Tony Blair fue uno de los primeros ministros británicos más exitosos pero su apoyo a la guerra de Irak destrozó su legado.
Una investigación oficial cuyos resultados se conocieron ayer, llegó a la conclusión de que Blair metió a su país en la guerra de Irak sin agotar las opciones diplomáticas, sin un plan posconflicto y siguiendo ciegamente a Estados Unidos.
Blair convenció a su gabinete y al Parlamento, venciendo las reticencias y la oposición abierta de muchos, de respaldar la invasión liderada por Estados Unidos. Lo hizo usando información de los servicios de inteligencia sobre las armas biológicas, químicas y nucleares de Irak. Nunca se encontraron.
En su década en el cargo, en la que ganó tres elecciones legislativas, Blair presidió un periodo de prosperidad, aseguró la paz en Irlanda del Norte y amplió enormemente los derechos de los homosexuales.

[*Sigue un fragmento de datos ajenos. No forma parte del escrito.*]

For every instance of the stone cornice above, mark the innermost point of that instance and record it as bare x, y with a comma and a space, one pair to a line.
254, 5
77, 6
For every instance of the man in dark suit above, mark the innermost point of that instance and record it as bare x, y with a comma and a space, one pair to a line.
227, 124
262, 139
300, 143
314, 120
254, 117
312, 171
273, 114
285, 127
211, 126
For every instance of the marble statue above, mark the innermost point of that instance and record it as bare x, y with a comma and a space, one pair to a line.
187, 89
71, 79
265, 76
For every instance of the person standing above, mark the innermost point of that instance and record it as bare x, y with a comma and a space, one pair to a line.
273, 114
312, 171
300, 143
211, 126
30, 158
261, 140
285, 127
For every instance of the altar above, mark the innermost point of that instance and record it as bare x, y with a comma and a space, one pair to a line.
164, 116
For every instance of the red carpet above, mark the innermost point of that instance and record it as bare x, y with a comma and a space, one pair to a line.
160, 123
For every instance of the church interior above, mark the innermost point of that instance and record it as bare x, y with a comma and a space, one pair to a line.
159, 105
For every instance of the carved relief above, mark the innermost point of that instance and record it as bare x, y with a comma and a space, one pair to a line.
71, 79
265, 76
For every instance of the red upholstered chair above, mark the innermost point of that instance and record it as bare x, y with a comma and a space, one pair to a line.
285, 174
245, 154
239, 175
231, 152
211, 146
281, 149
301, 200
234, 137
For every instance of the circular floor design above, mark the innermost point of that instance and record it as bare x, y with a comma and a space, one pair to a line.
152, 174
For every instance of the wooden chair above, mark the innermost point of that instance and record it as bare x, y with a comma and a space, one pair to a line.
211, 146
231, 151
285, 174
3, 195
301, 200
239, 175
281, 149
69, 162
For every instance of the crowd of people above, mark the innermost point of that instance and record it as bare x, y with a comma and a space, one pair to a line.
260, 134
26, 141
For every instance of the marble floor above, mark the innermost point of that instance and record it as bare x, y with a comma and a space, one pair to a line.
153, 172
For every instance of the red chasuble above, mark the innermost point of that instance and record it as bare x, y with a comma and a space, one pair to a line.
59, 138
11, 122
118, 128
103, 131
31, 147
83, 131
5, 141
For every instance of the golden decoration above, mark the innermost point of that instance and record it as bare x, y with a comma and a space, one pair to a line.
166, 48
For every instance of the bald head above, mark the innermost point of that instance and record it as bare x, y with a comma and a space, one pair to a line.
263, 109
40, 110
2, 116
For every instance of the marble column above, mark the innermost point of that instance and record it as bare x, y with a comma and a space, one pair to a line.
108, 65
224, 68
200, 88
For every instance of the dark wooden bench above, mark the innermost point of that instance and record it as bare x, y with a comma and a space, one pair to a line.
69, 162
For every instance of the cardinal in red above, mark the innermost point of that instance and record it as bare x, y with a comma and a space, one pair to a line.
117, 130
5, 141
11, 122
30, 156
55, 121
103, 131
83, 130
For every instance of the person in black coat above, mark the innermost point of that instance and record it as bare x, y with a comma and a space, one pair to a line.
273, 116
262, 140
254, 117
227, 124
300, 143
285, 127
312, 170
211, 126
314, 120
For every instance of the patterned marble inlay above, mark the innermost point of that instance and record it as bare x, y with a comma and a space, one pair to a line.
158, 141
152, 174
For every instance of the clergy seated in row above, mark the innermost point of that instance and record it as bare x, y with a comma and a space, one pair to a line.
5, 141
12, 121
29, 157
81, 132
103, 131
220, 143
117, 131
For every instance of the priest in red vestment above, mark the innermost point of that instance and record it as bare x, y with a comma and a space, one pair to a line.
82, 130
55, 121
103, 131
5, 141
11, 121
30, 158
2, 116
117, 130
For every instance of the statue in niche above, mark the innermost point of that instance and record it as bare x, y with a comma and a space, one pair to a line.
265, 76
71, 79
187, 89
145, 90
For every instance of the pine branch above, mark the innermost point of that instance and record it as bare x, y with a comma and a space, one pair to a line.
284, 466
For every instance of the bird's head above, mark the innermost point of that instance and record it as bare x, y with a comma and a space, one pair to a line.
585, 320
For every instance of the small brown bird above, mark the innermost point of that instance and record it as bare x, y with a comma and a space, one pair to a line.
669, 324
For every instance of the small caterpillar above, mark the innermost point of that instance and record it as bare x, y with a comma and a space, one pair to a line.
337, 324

Sin embargo, nueve años después de salir de Downing Street, y mucho después de que las tropas británicas se retiraran, sigue siendo vilipendiado por muchos de sus compatriotas por un conflicto que la mayoría considera equivocado y algunos ven como un crimen de guerra.
Sus críticos en el parlamento llevan alineándose contra él hace tiempo, desde antes de que se difunda el informe Chilcot, y examinan la posibilidad de emprender acciones legales en su contra o de abrirle un juicio político retrospectivo, un “impeachment” que tendría sólo un valor simbólico.
El año pasado se disculpó por la mala información de los servicios de inteligencia, y por fallos en la planificación, pero reiteró que no se arrepentía de haber derrocado a Saddam Hussein.